I pressed him some more, and he wrote, "We probably still need Amisom to protect major towns until Somali forces are able to relieve them. But it’s unrealistic to expect them to do so, because they are ill equipped in all respects to take the fight to Al Shabaab and to pursue them into rural areas or embark on some kind of counter-insurgency campaign. If they leave now, this would almost certainly make things worse and end in disaster. Apart from taking the remaining Al Shabaab strongholds of Jilib, Jamame and Sakow, Amisom has probably reached the limits of its utility.”
Confusion reigns supreme when it comes to finding the panacea for Somalia’s security frailties. Upward of 500 US Special Forces are in the country, tasked with targeting Al Shabaab training camps and also to help train Amisom and the Somali National Army.
On top of this, thousands of Somali army units are receiving their training in Uganda, the Sudan as well as Djibouti and thrown into the mix are a Mogadishu-based UAE military facility and a Turkish military academy.
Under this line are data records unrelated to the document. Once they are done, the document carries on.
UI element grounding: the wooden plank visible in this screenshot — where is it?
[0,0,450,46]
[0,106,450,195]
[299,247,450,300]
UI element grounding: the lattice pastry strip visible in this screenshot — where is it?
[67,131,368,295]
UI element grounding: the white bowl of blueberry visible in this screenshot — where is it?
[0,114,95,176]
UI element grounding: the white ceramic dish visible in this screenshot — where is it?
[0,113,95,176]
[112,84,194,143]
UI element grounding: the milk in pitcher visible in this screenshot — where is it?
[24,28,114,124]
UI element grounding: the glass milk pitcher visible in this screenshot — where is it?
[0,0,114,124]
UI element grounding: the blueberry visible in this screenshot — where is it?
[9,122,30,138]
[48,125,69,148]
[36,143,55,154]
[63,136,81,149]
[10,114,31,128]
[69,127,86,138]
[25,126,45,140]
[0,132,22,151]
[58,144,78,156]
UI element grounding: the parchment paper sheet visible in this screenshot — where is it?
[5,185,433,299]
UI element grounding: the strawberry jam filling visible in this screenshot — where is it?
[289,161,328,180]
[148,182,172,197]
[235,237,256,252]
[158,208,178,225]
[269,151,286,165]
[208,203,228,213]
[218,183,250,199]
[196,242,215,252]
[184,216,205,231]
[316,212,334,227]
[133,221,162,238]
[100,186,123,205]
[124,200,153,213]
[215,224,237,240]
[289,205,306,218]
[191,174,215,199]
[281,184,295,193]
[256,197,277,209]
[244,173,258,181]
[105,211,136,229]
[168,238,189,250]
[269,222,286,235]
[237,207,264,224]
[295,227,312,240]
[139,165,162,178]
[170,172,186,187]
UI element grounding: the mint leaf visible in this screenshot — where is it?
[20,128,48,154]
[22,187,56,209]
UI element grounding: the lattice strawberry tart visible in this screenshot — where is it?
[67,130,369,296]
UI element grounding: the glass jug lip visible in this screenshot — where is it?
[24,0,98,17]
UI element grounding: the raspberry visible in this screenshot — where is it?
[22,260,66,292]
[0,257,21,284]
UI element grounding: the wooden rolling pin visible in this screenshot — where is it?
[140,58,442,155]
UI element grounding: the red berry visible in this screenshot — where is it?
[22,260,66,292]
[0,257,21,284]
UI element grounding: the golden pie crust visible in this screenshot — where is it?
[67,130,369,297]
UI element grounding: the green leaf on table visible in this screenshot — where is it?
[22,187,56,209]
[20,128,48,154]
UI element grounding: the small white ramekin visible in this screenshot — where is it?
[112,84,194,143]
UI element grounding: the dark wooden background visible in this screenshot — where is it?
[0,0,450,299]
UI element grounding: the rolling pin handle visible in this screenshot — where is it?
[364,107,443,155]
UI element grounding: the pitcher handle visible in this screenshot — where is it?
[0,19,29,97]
The worry is that, with Amisom’s withdrawal ongoing, there is no uniformity or cohesion in the national army of the country.
Time and again, the work of the security apparatus in Somalia has been found wanting and the quality and efficacy of detection has been questioned. In an opinion piece in the New York Times, Mr Sanbalolshe, however, points a finger away from his men and women, explaining that the country does not have forensic labs and lacks the necessary expertise to deal with the investigative challenges arising from the explosions.
He laments the dearth of technical skill in the security structures, all the more made worse by the fact that when the intelligence at the crime scene — explosive residues, the detonators, the sim cards, the DNA of the perpetrators and fingerprints — is gathered and removed by Somalia’s US, British and UN partners, the results of the investigation are neither returned nor is the information shared with Somalia intelligence.
Describing the nation’s partners as unscrupulous carpetbaggers with unconscionable meanness, he argues that this lack of information sharing is hampering the decision-making of the security structures.
With the Somali National Army not equipped to take over from Amisom, and Amisom engaged in corruption and selling weapons to Al Shabaab, Kenya accused of exporting charcoal, Ethiopia suspected of having its own designs, the US, Britain and the UN’s information-sharing not forthcoming, is there any wonder why there has been no tangible progress in the fight against the terrorists in Somalia?
Unless the arms embargo is lifted and there is cohesion in the way Somalia’s partners collaborate with its security apparatus, my fear is that we will witness an attack a lot worse than the one on October 14, at Zoobe junction.